The Ridglea was like a second home to me. I knew every inch of the theater from the booth to backstage. The space was grand and exciting. The mural of Spanish conquistadors that adorned the lobby is still etched in my memory. This theater had style and character, and I was proud to feel a connection with the place, the people and the movies.
The movies have strongly influenced my family, with three generations of projectionists and parents who met while working at a theater in the mid-1940s.
My grandfather came to Fort Worth as a carpenter. He was hired to build a projection booth in the old Opera House theater to enclose a hand-cranked projector for a new medium, silent films. The manager told him there were opportunities for young men willing to learn to operate the equipment. My grandfather seized that opportunity and continued working as a projectionist for more than 60 years. My dad and my youngest brother followed in his footsteps. We all loved the movies and the great Fort Worth theaters where they were shown.
Since those days, I have seen far too many examples of Fort Worth's shortsightedness when it comes to its theaters. One by one, they have fallen, often for questionable reasons. We have lost all the grand theaters that once graced downtown. The incredible Worth Theater, with its ornate Egyptian interior and vaudevillian legacy, became a parking garage. The Hollywood, smaller but elegant in its own right, is a shell next to the Electric Building (which isn't the same without Reddy Kilowatt on the corner). The Palace, which once had a separate entrance and balcony seating for black patrons, fell to downtown development with little recognition of its history.
These were the big three on Seventh Street, and if you stood near Burnett Park and looked east, you could see all three marquees at once.
Although the modest little Bowie Theater became a nondescript bank, I still expect to see my grandfather's pink and white Rambler parked out front when I pass by. The Seventh Street Theater, which once enjoyed a symbiotic relationship with the Carnation ice cream parlor, was reduced to rubble years ago.

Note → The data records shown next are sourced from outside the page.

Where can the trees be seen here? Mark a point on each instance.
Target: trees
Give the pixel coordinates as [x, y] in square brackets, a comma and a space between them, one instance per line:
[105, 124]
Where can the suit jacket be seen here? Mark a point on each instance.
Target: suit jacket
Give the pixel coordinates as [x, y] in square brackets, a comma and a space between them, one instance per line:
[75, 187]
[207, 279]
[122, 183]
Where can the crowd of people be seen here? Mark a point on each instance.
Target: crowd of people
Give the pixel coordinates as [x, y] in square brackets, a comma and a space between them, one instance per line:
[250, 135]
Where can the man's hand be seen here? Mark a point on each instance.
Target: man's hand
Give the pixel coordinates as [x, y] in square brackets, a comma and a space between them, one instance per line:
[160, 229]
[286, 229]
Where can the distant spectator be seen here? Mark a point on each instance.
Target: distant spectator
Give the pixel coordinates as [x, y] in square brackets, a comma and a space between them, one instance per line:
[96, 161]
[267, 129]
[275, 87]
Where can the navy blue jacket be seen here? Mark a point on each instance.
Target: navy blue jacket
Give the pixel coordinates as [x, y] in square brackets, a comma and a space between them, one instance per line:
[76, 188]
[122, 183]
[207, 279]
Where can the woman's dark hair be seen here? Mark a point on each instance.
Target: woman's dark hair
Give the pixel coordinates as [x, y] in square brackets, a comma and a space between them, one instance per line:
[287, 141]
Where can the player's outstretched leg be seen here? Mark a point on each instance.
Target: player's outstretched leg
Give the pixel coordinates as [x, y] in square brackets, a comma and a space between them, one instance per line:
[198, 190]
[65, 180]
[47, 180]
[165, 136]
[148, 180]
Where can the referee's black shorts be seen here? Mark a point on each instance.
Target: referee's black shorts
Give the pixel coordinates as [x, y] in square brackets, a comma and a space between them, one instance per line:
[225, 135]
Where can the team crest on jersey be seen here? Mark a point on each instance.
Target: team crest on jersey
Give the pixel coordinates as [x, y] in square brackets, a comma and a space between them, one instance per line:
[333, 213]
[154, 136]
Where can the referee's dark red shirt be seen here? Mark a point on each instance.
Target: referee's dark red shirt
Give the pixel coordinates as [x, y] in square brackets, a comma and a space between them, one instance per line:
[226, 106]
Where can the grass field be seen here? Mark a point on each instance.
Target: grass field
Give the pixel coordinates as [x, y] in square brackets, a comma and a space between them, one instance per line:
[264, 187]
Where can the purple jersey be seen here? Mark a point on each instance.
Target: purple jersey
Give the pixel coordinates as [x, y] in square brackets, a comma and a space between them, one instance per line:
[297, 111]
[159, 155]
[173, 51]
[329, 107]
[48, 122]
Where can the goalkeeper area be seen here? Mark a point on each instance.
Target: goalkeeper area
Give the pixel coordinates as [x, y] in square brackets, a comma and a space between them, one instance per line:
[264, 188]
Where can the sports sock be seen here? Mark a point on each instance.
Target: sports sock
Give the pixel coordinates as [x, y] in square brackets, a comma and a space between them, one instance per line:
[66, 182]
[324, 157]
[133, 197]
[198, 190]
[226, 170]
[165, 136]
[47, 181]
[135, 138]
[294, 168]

The Heights Theatre, revived by my family as a venue for classic films, gave way to the expansion of the West Freeway, thus ending decades of family dedication to the lost art of real movie theaters. Now the Ridglea, the last of the grand movie houses in Fort Worth, is facing its unfortunate demise.
Somehow today's multiscreen houses just don't measure up to the unique, stylish theaters of the past. There is no charm and little magic. It is sad that this generation never experienced those wonderful old places. I consider myself fortunate to have spent so many hours there, learning to appciate great films psented in a grand manner.
I will continue to enjoy the memories, but it may be a long intermission before people here realize the significance of what we have lost.